Chalmers and Altman define a systematic review as a review that has been prepared using a systematic approach to minimizing biases and random errors where the objectives are made clear and the process explicitly documented in the materials and methods section of the review. 5 A systematic review may or may not include a meta-analysis: a statistical analysis of the amalgamated results from independent studies, which generally aims to produce a single estimate of a treatment effect. For a simple clinical meta-analysis, studies must investigate the same intervention and comparator groups and measure the same outcome data or that data be obtainable from the authors.
The key differences between a review article and a systematic review are the explicit steps necessary to demonstrate the elimination of bias. A systematic review must be carried out with the same scientific rigour that is associated with a randomized controlled trial (RCT). There is a need for a very careful consideration of the numerous potential biases that exist within the literature, the direction and magnitude of their effect, and the implications this may have for clinical practice. Ensuring a review is truly unbiased is no small undertaking. For any reader considering undertaking a review, the comprehensive Cochrane Handbook for Systematic Reviews of Interventions is available as a free online resource. This article serves as a brief summary.
What is involved in a systematic review?
The systematic review process can be broken down into a few steps. A similar guide by Harris et al exists. 6
Formulate the question
Initially, this is an iterative process, requiring the reviewer to consider the question to be addressed and the relevant existing literature. The purpose of this is to give the reviewer an understanding of the type of studies that already exist in the literature and enable one to think about what an ideal study might look like in terms of patients, intervention, comparator and outcomes (PICO). 5 Think about the features of methodological quality which could form the basis of inclusion or exclusion criteria. A well formulated concise question with a clear plan from the beginning will save a lot of time and effort later in the process. It is also worth checking to see if a recent systematic review that matches your question has been published or registered.
Develop a protocol
Once a clear review question has been formulated, thought must be given to defining specific inclusion and exclusion criteria for potential studies within a review. Parameters such as the age limits of participants, whether some aetiologies should be excluded and which specific interventions and reported outcomes are of interest should be specified in the protocol. Reviewers also need to consider the level of evidence to be included. Reviews are usually confined to the highest level of evidence available. Ideally multiple RCTs will exist; however, for some clinical questions this level of evidence is unavailable and therefore a review of non-randomized studies may be helpful. It is generally advisable to include all relevant studies, but there may be occasions where clinical practice has changed so radically that historic studies are no longer relevant and should be excluded. It is generally not acceptable to exclude studies based on the language of publication. Having some idea of the quality of evidence available is helpful before writing a detailed and explicit protocol. The protocol should be published before commencement of the review itself. This reduces bias from ‘cherry picking’ evidence and largely distinguishes a systematic review from a non-systematic literature review. The protocol requires the review team to think carefully about exactly what question they are trying to answer and what type of evidence may bias the overall findings of the review. The PROSPERO International Prospective Register of Systematic Reviews is a quick, free and open-access method of publishing a review protocol (https://www.crd.york.ac.uk/prospero/). Once registered, a systematic review will be assigned a registry number similar to that of a RCT. Review protocols may alternatively be published in journals such as BMJ Open and Systematic Reviews. Once the protocol has been agreed upon and published, the search for literature may begin.
Literature search
There are several tiers of literature: some is electronically searchable via Medline, Embase, Pubmed, Google Scholar or the trials registries, while some literature exists in journals which are not Medicus Indicus listed. In addition, conference abstracts and proceedings of major journals may not be accessible online (this is known as grey literature). Some studies occur within theses, which are only accessible by visiting university libraries; some evidence may never have been submitted for publication but exists in an even less inaccessible form. The latter category is known as the file drawer problem and is believed to be a larger contributor to publication bias than editors or journals rejecting studies at the review stage. Methods are available for identifying and adjusting for this publication bias which will be discussed later.

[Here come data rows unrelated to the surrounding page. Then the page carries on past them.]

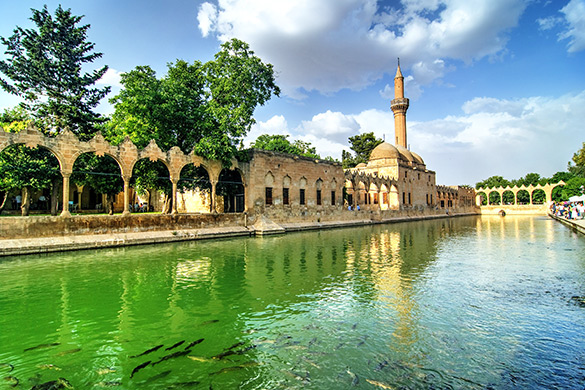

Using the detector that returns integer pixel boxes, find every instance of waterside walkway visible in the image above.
[0,213,476,256]
[549,214,585,234]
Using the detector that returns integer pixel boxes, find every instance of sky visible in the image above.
[0,0,585,185]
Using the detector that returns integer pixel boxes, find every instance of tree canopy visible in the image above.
[104,39,280,165]
[341,132,384,168]
[250,134,321,159]
[0,5,110,140]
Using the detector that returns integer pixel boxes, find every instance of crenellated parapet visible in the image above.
[0,126,238,216]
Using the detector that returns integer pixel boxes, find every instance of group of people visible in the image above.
[550,202,585,219]
[129,202,154,213]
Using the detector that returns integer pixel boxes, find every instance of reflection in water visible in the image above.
[0,216,585,389]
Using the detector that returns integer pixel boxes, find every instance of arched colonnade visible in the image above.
[0,127,242,216]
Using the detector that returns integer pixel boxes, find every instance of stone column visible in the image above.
[171,177,179,214]
[209,179,217,213]
[61,171,71,217]
[122,175,130,216]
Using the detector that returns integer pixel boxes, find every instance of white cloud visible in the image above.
[96,68,123,88]
[198,0,526,98]
[560,0,585,53]
[254,91,585,185]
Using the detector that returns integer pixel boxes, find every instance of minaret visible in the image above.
[390,58,408,148]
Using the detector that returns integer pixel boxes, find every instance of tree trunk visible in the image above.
[161,194,173,214]
[20,187,30,217]
[0,191,10,214]
[106,194,114,215]
[51,179,63,216]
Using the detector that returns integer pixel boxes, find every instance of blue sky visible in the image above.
[0,0,585,185]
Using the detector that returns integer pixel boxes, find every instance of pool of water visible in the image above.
[0,216,585,389]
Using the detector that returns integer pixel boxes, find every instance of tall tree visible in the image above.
[104,39,280,165]
[568,142,585,178]
[0,5,110,140]
[251,134,321,159]
[341,132,384,168]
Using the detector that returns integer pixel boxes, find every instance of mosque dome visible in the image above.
[370,142,400,161]
[396,145,414,163]
[410,150,425,165]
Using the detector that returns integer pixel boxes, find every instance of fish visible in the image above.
[209,362,260,376]
[37,364,61,371]
[167,381,201,389]
[199,320,219,326]
[4,375,20,387]
[366,379,394,390]
[165,340,185,351]
[130,360,152,378]
[24,343,61,352]
[130,344,164,359]
[0,363,14,372]
[146,370,171,383]
[346,367,360,386]
[185,339,205,349]
[301,356,321,369]
[31,378,73,390]
[224,341,245,351]
[152,349,191,366]
[95,381,122,387]
[187,356,213,363]
[96,367,116,375]
[57,348,81,356]
[374,360,388,371]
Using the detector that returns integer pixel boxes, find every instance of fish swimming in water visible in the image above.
[185,339,205,349]
[346,367,360,386]
[130,360,152,378]
[366,379,394,390]
[0,363,14,372]
[37,364,61,371]
[96,367,116,375]
[130,344,164,358]
[165,340,185,351]
[4,375,20,387]
[31,378,73,390]
[199,320,219,326]
[187,356,213,363]
[57,348,81,356]
[152,349,191,366]
[146,370,171,383]
[24,343,61,352]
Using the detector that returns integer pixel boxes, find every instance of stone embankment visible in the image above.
[0,212,477,256]
[549,214,585,234]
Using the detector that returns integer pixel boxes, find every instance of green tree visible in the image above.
[104,39,280,166]
[0,107,61,215]
[341,132,384,168]
[250,134,321,159]
[0,5,110,140]
[568,142,585,177]
[71,153,124,214]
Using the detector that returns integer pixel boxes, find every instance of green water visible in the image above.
[0,216,585,389]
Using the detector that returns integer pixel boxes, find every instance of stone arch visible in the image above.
[216,169,246,213]
[489,190,502,205]
[0,142,62,216]
[530,188,546,204]
[131,157,171,213]
[516,188,530,205]
[72,149,124,214]
[502,189,516,204]
[176,162,212,213]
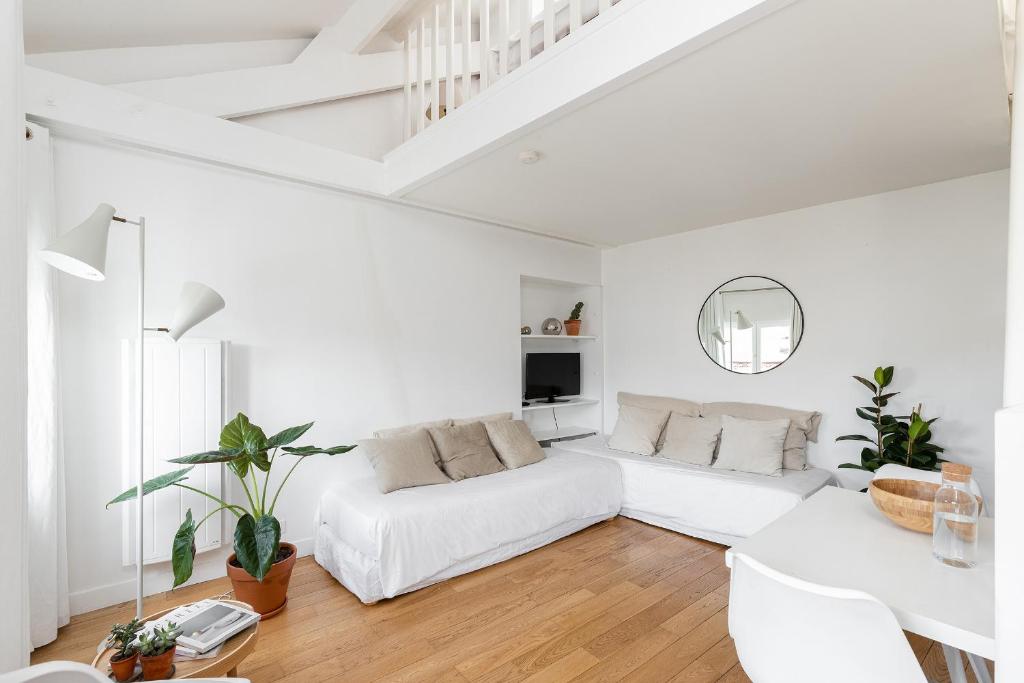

Generally speaking, the greater the efforts to identify all the evidence, the more reliable a review is considered. For this reason, multiple databases are often used to search for studies. Embase and Medline would represent the minimum number of bibliographic databases to search, each containing different subsets of the medical literature. The number of databases required will depend on the nature of the review being conducted and the availability of the evidence. Specific search terms exist for each database; help with the construction of search strategies, including the use of MESH and specific search modifiers, is available online. In addition to hand searching the grey literature, it is generally accepted that searches should not be limited to the English language or just publications from recent years without good reason. Good practice would suggest that personal communications with experts in the field, contacting authors and searching the reference lists of included studies and other relevant articles may unearth additional evidence for inclusion in a systematic review. The searches must be detailed, exhaustive, repeatable and documented in order to find all the relevant published and unpublished studies and to demonstrate reliability. Ultimately, though, a balance must be struck between a truly exhaustive search and the practical constraints of time, cost and other resources. Judgement must therefore be used in setting the appropriate sensitivity and specificity for a particular search strategy. The review team usually collectively agree on the search strategy before eligibility criteria are applied by two independent members of the review team. It is becoming reasonable to assume that the highest quality clinical trials are available in mainstream journals which are all easily identifiable via searches of one or two electronic databases. Identifying lower quality evidence may therefore require more extensive searches.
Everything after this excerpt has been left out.